そうだ、流星を見よう

リフレイト

遠くて近いふたり

 騎士のあなたは、国境で活躍している頃かしら。活躍など、しなくていいの。英雄になど、ならなくていい。ただ、無事で帰って来てくれたら。そして、笑顔で元気な姿を見せてくれたら。


 それだけで、わたしは幸せになれるの。


 今年は、50年に一度の流星群を見る事が出来る年。一時間に十個以上は目視できるというその流れ星に、あなたの無事な姿を一日でも早く見る事が出来るよう祈りたくて、深夜に庭に出た。
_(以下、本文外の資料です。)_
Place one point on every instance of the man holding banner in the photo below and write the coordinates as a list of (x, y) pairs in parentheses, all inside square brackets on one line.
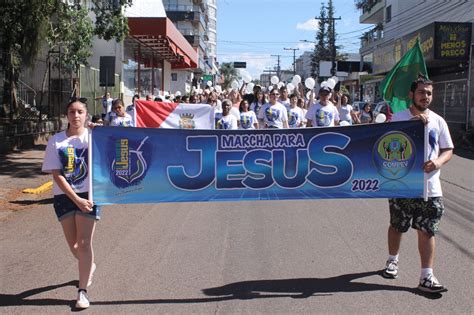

 生憎、わたしの上を飾る夜空の星々は、その場にとどまって煌めく姿を見せるのみ。立ち止まっていると凍えそうになるから、散歩がてら体を動かしつつ、しょっちゅう空を見上げた。


 真冬の、キィンと張り詰めた冷たい空気が、より一層星々を美しく瞬かせる。


 防寒はしていたものの、3時間もここにいるため、手も足も氷のように冷たくて、今では感覚がほとんどない。じんじん痛むその指先を唇の先にあてて、はぁっと吐息をかける。


 でも、できるのは左手の指先だけ。


 なぜなら、右手はスマホを持って耳に当てているから。

 スマホが、愛しい人の声を届けてくれる。夜空を見上げながら、彼の声だけに耳と心を傾けた。


『ほら、また西の空に星が流れたよ。同時に3つも』


 あなたの明るい声を頼りに、慌てて西の空を見やる。でも、そこにも尾を引く輝きは見当たらない。


「もう、また見損ねちゃったわ」

『ははは、残念だったね。まぁ、僕たちの家の小さな窓からじゃあ、満点の空は見えないだろうから仕方ないね』

「そうねぇ。もう寝ようかしら」

『そうだね、いくら温かい部屋の中とはいえ、風邪をひいたら大変だ。そろそろおやすみ、愛しているよ』

「ええ、おやすみなさい。愛しているわ」


 彼は、私が寒いを通り越して冷たくて痛みすら感じる外にいる事など、夢にも思っていないだろう。


 あと少し。もう少しだけ。ひとつだけでいいから、流れ星に願いを……


 諦めの悪い私は、家に入らず夜空を見上げる。


 すると、真夜中なのに誰かの足音が聞こえて、思わず肩を竦めた。不審者かと思い、急いで家に入ろうとした時、背後から抱き着かれて悲鳴を上げる。


「いやあ、離して、離してください!」

「こーら。やっぱり外にいた。困った奥さんだね」

「え……?」


 パニックになっている耳元に、有り得ない人の声が入り込む。


「嘘……。だって、国境にいるはずじゃ……」

「少し前に停戦になったんだよ。僕は居残らずに済んだから、急いで帰ってきた。スマホだと盗聴の危険があるから、今日帰るって手紙を出したんだけど。手紙よりも僕のほうが早かったみたいだね」


 ちゅっとこめかみにキスをされた。お腹にまわされた大きな手も、私を抱きしめるその逞しい腕も、温もりも、私が一番良く知っている人のものだ。


「ただいま。びっくりしたかい?」

「ああ……、あなた……」


 くるりと体を反転させられ、愛しい人の笑顔を見た瞬間、私の目から塩辛い何かがたくさん零れた。たくさんお話したかった事がたくさんあるのに、咽が震えて声が出ない。


 一言も話す事が出来ず泣きじゃくる私を、抱きしめながら微笑む彼の顔の向こう側の夜空に、一際大きな火球が流れたのであった。